Vanx knew to use Thorn’s actions as a rallying point, but right now he wanted to let his dog have his way with the Trigon wizard Moonsy was about to jab with the Glaive.
“My brethren will take you, and the Paragon will slowly eat you alive,” the wizard spat. His eyes rolled up in his head, and he started smoldering, but Moonsy jabbed him with the Glaive, and those symptoms subsided, leaving him in a disheveled heap.
Poops sniffed the wizard before and after she stuck him, letting Vanx understand the canine’s perception. Poops growled then, and his hackles riled. Moonsy squealed when he got hold of the man’s ear and clamped down. Poops shook his heavy head back and forth savagely, until the ear came all the way off. But Moonsy managed to stay in the saddle.
“Enough,” she said under her breath, and Poops dropped the ear and returned to Vanx’s side.
Two of the Zythians dragged the undazed Trigon wizard into the group, and they huddled closer.
“They are coming tonight,” Vanx said with the crystal clenched in his hand. “These are already leaving.” He indicated the fewer numbers of smaller wyrms in the sky. There were groups of the stunted dragons winging back toward Parydon Isle like flocks of birds. “The other two wizards will be seeking vengeance. We must gather close and return those who are going.”
“We’ve three others who can bring men with them,” one of the older Zythians said. “Go, half-man, go prepare. We will bring as many as we can and protect the rest. I will send one to Zyth for aid as well.”
“Bring King Russet, even if you have to take him by force,” Vanx was only partly jesting. His heart was low over the loss of Thorn, and he was wondering if the statue of Nepton they’d taken from its perch over the harbor really was a curse. These humans who were cheering as if they’d just won the war had no idea what was coming, just like the fae. Before Moonsy jabbed the wizard with the Glaive, Poops had sensed true evil, not the evil of the daze, in the man. These wizards were using the power of the daze to protect themselves. They were not controlled by it like the Trigon fighters and the stunted wyrms. This meant that the object Quazar saw might even be their tool, not the other way around.
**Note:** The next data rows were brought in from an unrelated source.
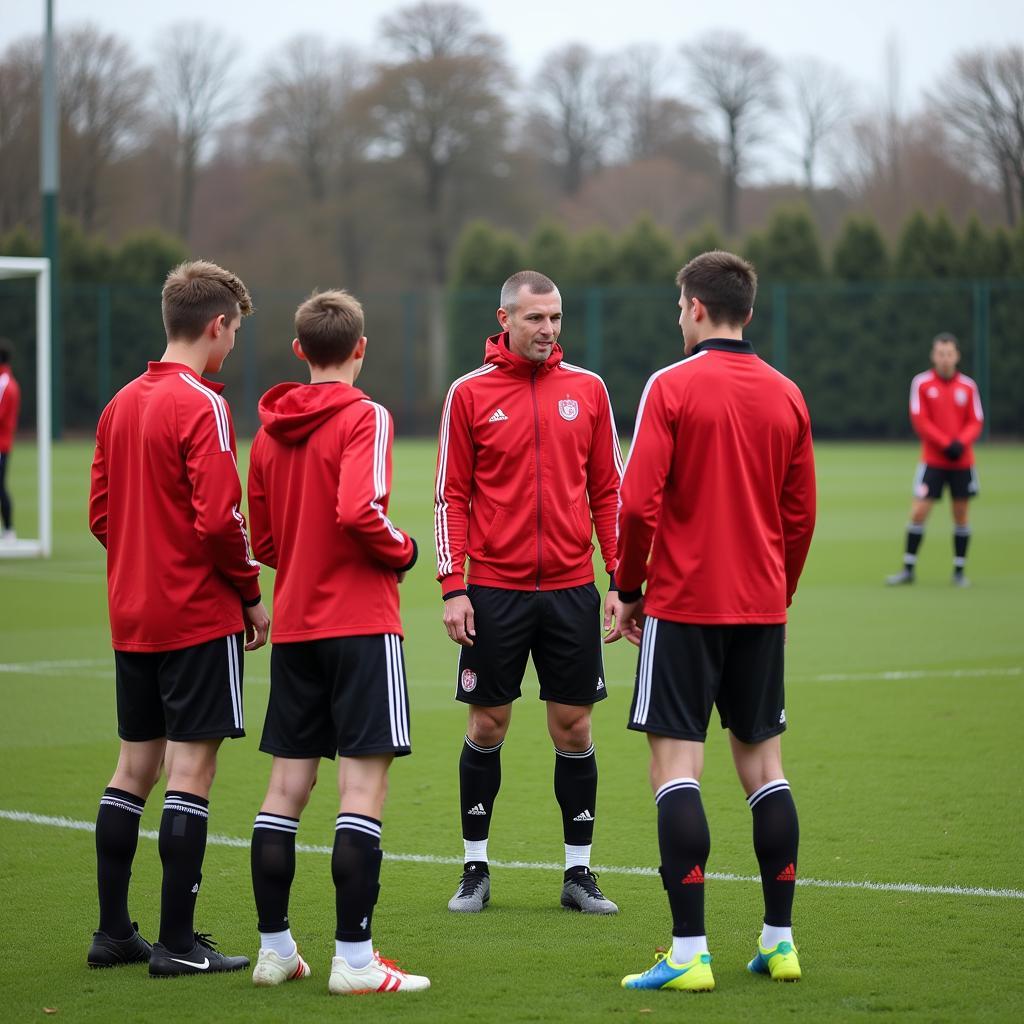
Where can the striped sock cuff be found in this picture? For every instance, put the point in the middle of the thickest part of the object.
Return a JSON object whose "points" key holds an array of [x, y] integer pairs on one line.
{"points": [[483, 750], [122, 801], [676, 783], [358, 822], [275, 822], [574, 754], [776, 785], [186, 803]]}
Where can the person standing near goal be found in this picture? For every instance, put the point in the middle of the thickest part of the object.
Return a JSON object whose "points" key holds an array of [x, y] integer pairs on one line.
{"points": [[320, 478], [718, 505], [527, 467], [945, 414], [183, 593], [10, 403]]}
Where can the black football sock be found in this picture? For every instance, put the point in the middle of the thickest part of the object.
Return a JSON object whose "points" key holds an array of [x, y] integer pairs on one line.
{"points": [[479, 780], [776, 838], [355, 865], [684, 842], [914, 535], [182, 846], [272, 859], [962, 538], [117, 840], [576, 791]]}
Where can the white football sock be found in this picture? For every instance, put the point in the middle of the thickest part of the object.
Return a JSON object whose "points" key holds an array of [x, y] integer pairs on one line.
{"points": [[685, 947], [476, 849], [772, 936], [357, 954], [577, 856]]}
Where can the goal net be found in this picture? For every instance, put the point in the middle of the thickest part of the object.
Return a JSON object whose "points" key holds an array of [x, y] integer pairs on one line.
{"points": [[41, 545]]}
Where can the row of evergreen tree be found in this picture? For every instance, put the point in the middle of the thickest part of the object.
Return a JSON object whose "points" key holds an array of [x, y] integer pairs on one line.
{"points": [[787, 250]]}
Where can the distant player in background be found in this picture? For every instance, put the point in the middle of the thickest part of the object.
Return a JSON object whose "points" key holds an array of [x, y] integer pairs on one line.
{"points": [[183, 592], [320, 476], [717, 511], [10, 402], [945, 413], [527, 467]]}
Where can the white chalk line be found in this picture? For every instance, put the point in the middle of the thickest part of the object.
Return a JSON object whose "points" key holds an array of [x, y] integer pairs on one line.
{"points": [[29, 817]]}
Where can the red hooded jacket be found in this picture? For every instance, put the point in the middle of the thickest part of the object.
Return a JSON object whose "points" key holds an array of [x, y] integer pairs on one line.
{"points": [[943, 412], [720, 480], [10, 402], [527, 458], [320, 477], [164, 502]]}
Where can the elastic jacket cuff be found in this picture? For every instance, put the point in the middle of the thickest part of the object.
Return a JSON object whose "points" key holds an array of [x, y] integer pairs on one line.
{"points": [[412, 561]]}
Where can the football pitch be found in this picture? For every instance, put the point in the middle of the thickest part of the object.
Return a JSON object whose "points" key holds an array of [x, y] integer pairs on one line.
{"points": [[903, 752]]}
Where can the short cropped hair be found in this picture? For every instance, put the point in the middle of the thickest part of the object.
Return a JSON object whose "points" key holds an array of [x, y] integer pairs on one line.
{"points": [[196, 292], [328, 326], [724, 283], [537, 284]]}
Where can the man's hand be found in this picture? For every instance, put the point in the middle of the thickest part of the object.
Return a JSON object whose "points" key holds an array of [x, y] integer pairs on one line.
{"points": [[953, 451], [459, 620], [629, 622], [257, 626]]}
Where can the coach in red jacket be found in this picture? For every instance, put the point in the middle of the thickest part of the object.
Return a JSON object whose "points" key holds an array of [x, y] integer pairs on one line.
{"points": [[945, 414], [716, 517], [527, 466]]}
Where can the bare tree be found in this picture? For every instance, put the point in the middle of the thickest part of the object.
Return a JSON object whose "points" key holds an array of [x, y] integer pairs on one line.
{"points": [[20, 77], [102, 94], [983, 101], [822, 103], [576, 112], [439, 102], [740, 82], [195, 67]]}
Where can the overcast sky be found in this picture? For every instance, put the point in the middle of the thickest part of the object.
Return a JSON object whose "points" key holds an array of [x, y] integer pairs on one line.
{"points": [[853, 35]]}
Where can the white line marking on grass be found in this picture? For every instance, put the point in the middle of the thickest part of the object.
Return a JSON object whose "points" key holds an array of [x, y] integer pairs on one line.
{"points": [[899, 674], [539, 865]]}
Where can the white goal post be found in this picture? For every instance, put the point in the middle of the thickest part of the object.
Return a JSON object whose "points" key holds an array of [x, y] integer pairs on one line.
{"points": [[18, 266]]}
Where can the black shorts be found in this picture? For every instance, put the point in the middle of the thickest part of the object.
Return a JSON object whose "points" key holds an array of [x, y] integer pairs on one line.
{"points": [[929, 481], [342, 695], [684, 670], [560, 628], [185, 694]]}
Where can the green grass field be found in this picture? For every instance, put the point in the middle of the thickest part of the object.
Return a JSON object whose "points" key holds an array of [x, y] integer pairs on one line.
{"points": [[904, 711]]}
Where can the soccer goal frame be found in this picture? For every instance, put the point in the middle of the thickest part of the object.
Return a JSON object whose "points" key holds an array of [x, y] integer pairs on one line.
{"points": [[42, 546]]}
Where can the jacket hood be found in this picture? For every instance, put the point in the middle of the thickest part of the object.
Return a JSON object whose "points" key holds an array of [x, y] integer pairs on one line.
{"points": [[290, 413], [497, 350]]}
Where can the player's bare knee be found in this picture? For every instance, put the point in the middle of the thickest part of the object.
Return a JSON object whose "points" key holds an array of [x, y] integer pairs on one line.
{"points": [[487, 726]]}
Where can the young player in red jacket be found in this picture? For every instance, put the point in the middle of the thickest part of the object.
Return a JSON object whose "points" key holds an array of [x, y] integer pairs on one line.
{"points": [[10, 403], [716, 516], [945, 414], [320, 476], [527, 466], [182, 588]]}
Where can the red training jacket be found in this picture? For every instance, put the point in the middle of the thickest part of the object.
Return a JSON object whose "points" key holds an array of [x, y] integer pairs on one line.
{"points": [[10, 402], [320, 476], [164, 502], [942, 412], [721, 477], [527, 458]]}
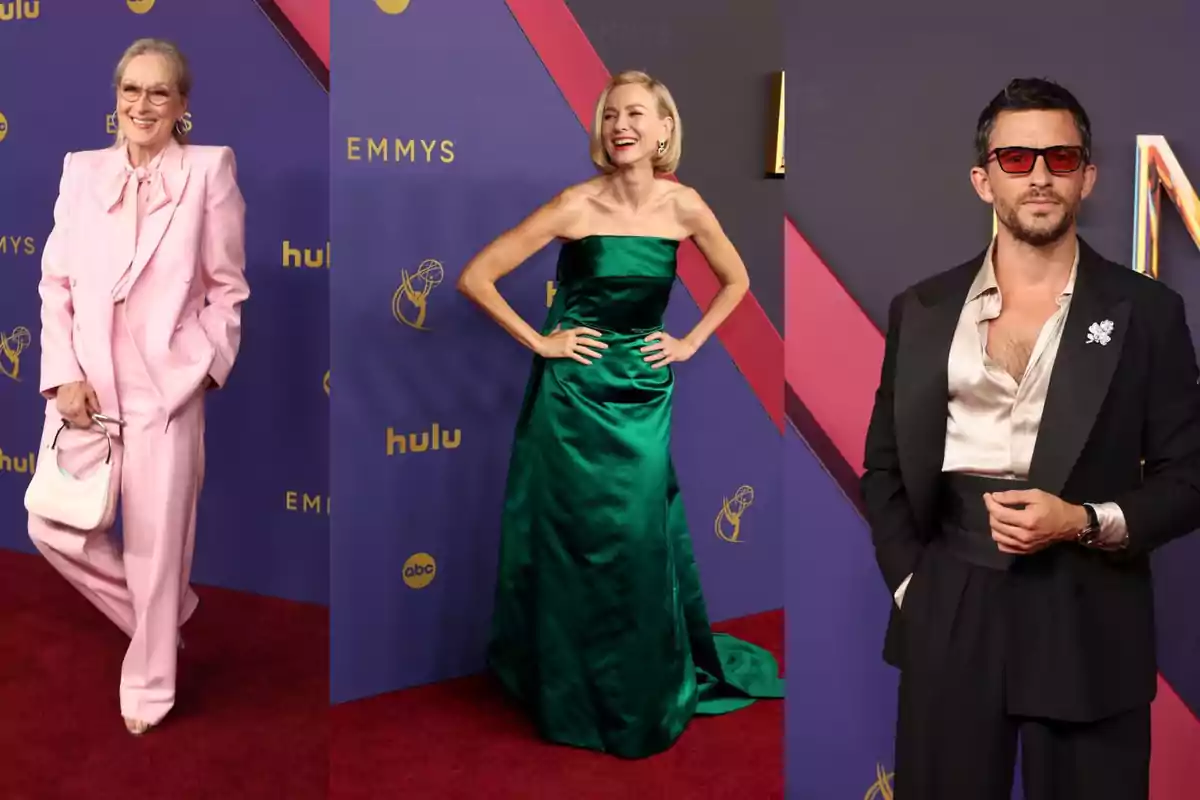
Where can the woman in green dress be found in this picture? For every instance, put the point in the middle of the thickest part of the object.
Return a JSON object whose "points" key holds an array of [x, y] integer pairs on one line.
{"points": [[599, 627]]}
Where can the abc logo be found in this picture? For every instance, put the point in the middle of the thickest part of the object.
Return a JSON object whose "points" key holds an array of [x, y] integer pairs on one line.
{"points": [[393, 6], [419, 570]]}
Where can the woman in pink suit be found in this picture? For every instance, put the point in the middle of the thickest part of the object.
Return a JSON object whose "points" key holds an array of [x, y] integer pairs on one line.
{"points": [[143, 278]]}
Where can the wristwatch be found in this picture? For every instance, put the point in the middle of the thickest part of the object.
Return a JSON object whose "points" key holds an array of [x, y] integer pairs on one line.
{"points": [[1091, 534], [1092, 529]]}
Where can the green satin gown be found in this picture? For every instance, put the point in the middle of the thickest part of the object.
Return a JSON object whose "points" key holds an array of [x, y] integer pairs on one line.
{"points": [[600, 629]]}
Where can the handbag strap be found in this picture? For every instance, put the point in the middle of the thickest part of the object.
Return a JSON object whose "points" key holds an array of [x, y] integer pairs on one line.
{"points": [[100, 420]]}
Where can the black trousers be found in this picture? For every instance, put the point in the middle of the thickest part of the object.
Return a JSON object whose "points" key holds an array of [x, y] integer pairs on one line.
{"points": [[954, 735]]}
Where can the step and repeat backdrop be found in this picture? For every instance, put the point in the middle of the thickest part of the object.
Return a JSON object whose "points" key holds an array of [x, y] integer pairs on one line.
{"points": [[264, 513], [451, 121], [881, 107]]}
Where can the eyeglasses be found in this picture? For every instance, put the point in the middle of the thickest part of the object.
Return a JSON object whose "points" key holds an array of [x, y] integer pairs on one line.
{"points": [[1060, 160], [132, 94]]}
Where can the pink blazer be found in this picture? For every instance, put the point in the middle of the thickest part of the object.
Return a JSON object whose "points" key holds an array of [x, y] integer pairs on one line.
{"points": [[187, 280]]}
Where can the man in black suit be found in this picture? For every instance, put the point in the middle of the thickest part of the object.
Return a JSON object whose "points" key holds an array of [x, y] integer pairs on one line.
{"points": [[1036, 434]]}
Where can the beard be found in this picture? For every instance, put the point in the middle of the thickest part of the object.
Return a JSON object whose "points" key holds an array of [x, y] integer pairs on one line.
{"points": [[1039, 235]]}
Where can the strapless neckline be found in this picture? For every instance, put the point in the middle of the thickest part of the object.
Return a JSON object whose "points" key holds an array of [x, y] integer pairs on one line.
{"points": [[591, 236]]}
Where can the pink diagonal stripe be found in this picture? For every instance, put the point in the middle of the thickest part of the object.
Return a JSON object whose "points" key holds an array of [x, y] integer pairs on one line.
{"points": [[748, 336], [837, 378]]}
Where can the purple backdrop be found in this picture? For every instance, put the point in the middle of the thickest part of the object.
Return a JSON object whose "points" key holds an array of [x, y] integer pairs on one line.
{"points": [[882, 108], [267, 434], [515, 144]]}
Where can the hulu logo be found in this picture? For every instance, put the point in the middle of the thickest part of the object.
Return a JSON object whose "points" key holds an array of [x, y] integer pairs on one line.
{"points": [[423, 441]]}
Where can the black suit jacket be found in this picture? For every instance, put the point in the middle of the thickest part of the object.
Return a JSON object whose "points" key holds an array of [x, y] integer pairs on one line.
{"points": [[1121, 423]]}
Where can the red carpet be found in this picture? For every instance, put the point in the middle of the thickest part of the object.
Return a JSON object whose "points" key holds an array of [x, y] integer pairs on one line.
{"points": [[462, 740], [251, 720]]}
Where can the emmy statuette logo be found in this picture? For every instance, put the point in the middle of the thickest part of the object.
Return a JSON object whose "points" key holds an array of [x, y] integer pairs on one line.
{"points": [[882, 787], [409, 304], [420, 569], [12, 344], [393, 6], [729, 519], [18, 10]]}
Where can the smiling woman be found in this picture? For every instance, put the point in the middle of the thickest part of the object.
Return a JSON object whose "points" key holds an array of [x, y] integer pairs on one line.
{"points": [[141, 316], [600, 626], [153, 84]]}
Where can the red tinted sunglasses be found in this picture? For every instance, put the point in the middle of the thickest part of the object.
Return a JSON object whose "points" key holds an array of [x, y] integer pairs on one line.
{"points": [[1060, 160]]}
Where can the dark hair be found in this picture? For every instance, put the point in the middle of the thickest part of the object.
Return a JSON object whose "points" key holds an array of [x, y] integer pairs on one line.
{"points": [[1026, 95]]}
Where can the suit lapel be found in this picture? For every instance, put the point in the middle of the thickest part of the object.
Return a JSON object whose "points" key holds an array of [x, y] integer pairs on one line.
{"points": [[174, 173], [1083, 372], [927, 332]]}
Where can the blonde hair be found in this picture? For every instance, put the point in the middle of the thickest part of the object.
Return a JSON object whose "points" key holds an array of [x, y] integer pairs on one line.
{"points": [[178, 62], [666, 162]]}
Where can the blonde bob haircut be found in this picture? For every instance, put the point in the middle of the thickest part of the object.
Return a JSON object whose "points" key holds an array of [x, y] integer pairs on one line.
{"points": [[179, 68], [665, 163]]}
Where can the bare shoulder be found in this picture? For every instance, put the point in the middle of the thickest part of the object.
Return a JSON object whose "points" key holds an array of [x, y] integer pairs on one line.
{"points": [[565, 210], [690, 209]]}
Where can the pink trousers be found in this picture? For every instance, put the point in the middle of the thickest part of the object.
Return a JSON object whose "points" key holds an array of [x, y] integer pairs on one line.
{"points": [[143, 585]]}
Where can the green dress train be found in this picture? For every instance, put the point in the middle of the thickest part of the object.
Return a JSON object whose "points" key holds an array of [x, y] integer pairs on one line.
{"points": [[599, 627]]}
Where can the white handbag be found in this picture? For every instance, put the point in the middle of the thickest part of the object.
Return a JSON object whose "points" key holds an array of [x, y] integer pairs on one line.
{"points": [[84, 503]]}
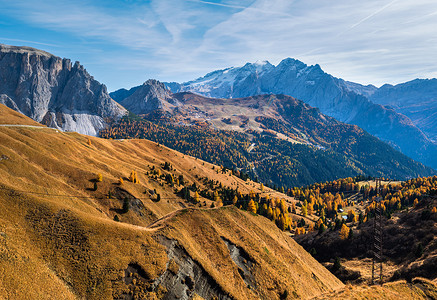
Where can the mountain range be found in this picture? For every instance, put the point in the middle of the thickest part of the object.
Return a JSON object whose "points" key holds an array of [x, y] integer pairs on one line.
{"points": [[278, 139], [57, 93], [401, 115], [53, 91]]}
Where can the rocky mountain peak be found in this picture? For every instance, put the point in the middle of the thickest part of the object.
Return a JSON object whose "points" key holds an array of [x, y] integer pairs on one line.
{"points": [[150, 96], [50, 90]]}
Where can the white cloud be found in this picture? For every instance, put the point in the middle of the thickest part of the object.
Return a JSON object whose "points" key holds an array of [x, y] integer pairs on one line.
{"points": [[370, 41]]}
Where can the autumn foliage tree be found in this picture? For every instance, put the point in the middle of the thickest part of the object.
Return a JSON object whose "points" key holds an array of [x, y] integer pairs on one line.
{"points": [[251, 206], [344, 232]]}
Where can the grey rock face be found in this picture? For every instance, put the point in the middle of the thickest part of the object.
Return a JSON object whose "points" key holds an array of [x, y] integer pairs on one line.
{"points": [[345, 101], [417, 99], [52, 91], [151, 96]]}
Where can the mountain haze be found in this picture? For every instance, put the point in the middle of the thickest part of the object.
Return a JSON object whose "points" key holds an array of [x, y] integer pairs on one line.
{"points": [[278, 139], [345, 101], [59, 237], [417, 99], [53, 91]]}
“I’m right here, fool,” Russet said. A few familiar faces were with the blood-drenched young king: Peg, Yandi, and Captain Willie from the Sea Hawk, among them.
A spell was quickly cast, and they were engulfed in a great whoosh. They appeared again in the sward around the Heart Tree. Vanx ordered the new sacks of silver delivered to the gnome, dipped cuttings to be given to all who didn’t have them, and for more to be readied.